Airline regulator the CAA launched its own investigation into terms and conditions in 2019. It criticised some airlines and recommended that they introduce a ‘key terms’ document to make them easier to understand.
However, we found that many terms were still confusing and difficult to understand - even for our team of expert lawyers.
Since the CAA’s review no enforcement action has been taken against airlines, despite rampant rule breaking during the pandemic. Which? Travel reported ten of the biggest carriers for failure to pay compensation on time but none were penalised.
The government has since said that it will give the CAA greater powers to take direct action when airlines break the law.
During the current travel chaos the regulator says that it is talking to the airlines affected but, again, there is no immediate prospect of them being fined if they break the law.
The CAA has only once in almost 20 years applied to the courts for an enforcement order against an airline. That was in 2018, when Ryanair refused to compensate passengers whose flights were cancelled because of its own staff strikes. Although Ryanair lost in the High Court last year and at the Court of Appeal this year the airline is appealing again and the case goes on.
BA said: “Our terms and conditions are easily accessible, written in plain English and are kept under review. We take unfounded and unsupported allegations very seriously, and we discourage Which? from making them. We always seek to meet our legal obligations and when a customer’s flight is cancelled or disrupted, we provide the relevant information to fully inform them of their rights.”
Lufthansa disputed our lawyers’ interpretation of the law and told us that ‘there is no legal obligation known to us that would require referring to the Delayed Boarding Regulations in our Conditions of Carriage’. It also said that it had changed its terms since our lawyers looked at them and denied that there was any problem with them.
Ryanair denied that its terms and conditions mischaracterised passengers’ rights to compensation and said passengers could get more information on their rights by clicking on dedicated links within the terms. It also said it doesn’t charge large fees and that airlines have the commercial freedom to set fees as they see fit. In response to blacklisting, it said fewer than 850 passengers had “unlawfully” processed chargebacks via their credit card company, and that these passengers were required to settle their outstanding debt before being allowed to fly with Ryanair again.

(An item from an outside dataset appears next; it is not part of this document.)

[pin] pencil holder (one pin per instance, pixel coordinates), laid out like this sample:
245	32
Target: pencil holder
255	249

Tui said: ‘The travel industry is heavily regulated and we therefore would be unable to operate unless we complied with the laws of England & Wales and the laws of other applicable jurisdictions. We review our conditions of carriage on a regular basis with a key focus on both the law and what is most important for our customers. Ongoing internal reviews of the language used in our terms and conditions are a part of this.’
Wizz Air said: “Based on our 18 years of doing business in the UK, we are satisfied that our General Conditions of Carriage are fully compliant with all of the applicable laws and regulations set out by the UK Civil Aviation Authority.”
Didn’t respond to a request for comment.